Jeremy's Weblog

I recently graduated from Harvard Law School. This is my weblog. It tries to be funny. E-mail me if you like it. For an index of what's lurking in the archives, sorted by category, click here.

Wednesday, December 31, 2003

Happy New Year.

I was going to write a semi-serious piece on my New Years Resolutions and law school and something like that -- but first I need to actually think about that stuff so I have something to say. In the meantime...

CREATE YOUR OWN EXAM QUESTION: Torts Edition

Instructions: Pick one each from column A, column B, column C, and column D. Put them together, and voila!
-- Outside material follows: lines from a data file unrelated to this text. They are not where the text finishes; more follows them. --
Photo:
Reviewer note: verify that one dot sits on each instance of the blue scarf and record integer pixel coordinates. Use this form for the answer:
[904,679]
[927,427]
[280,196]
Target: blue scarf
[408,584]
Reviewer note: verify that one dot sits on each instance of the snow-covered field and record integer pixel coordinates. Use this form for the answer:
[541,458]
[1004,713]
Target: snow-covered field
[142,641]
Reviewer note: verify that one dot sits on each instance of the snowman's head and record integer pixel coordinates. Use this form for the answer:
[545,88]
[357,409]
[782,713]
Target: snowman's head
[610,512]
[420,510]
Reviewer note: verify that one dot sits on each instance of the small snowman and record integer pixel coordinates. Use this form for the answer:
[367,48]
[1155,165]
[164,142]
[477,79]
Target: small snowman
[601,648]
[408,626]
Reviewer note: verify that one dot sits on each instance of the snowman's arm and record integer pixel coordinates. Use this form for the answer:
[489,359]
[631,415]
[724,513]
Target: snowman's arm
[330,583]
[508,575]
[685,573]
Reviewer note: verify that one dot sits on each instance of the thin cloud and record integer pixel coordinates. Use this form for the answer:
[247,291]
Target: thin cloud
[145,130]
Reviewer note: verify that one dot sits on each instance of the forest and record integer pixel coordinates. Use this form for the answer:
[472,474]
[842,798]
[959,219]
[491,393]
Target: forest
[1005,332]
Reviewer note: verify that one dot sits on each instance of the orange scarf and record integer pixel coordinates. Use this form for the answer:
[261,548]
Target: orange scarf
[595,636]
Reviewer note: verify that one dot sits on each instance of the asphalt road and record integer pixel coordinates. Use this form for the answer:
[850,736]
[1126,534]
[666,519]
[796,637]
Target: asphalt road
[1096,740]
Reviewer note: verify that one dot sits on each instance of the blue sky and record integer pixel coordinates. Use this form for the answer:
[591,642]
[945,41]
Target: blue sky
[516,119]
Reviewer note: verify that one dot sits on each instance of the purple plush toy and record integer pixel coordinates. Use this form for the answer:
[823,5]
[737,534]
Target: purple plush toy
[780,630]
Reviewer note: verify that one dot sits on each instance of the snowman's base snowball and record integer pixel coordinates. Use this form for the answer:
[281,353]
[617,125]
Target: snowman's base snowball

Your very own exam question!

COLUMN A

Joan Smith, a 45-year-old file clerk from Alexandria, Virginia
Your mom
Zeptar from outer space
Grandma
Michael Jackson
My husband
A government official working in his governmental capacity
My son's third-grade teacher, while high on crack
A talking dog
A magic eighteen-wheeler

COLUMN B
Spills hot coffee on
Murders
Gives an exploding toaster to
Breaks the leg of
Lands a spaceship in the backyard of
Molests
Intentionally inflicts emotional distress on
Runs over
Feeds copius amounts of McDonalds food to
Sneezes on

COLUMN C
Herself / himself / itself
Your mom
The ghost of Oliver Wendell Holmes
Fifty Cent
Santa Claus
Karl Rove
The family dog
A room full of Jehovas Witnesses
Alvin and the Chipmunks
God

COLUMN D
Who pays?
What would a judge do?
Write a fifteen-page memo describing the legal issues.
Imagine you are the clerk to Justice Ginsburg when the case comes before the court.
Argue for the plaintiff.
List all conflict pairs and resolve the relevant issues.
Distinguish this case from the relevant cases we have read in the course and decide a ruling.
Discuss policy implications for deciding the case in either direction.
Dump all of your torts knowledge onto the page and somehow pretend you've answered the question.

You have three hours. The exam begins now.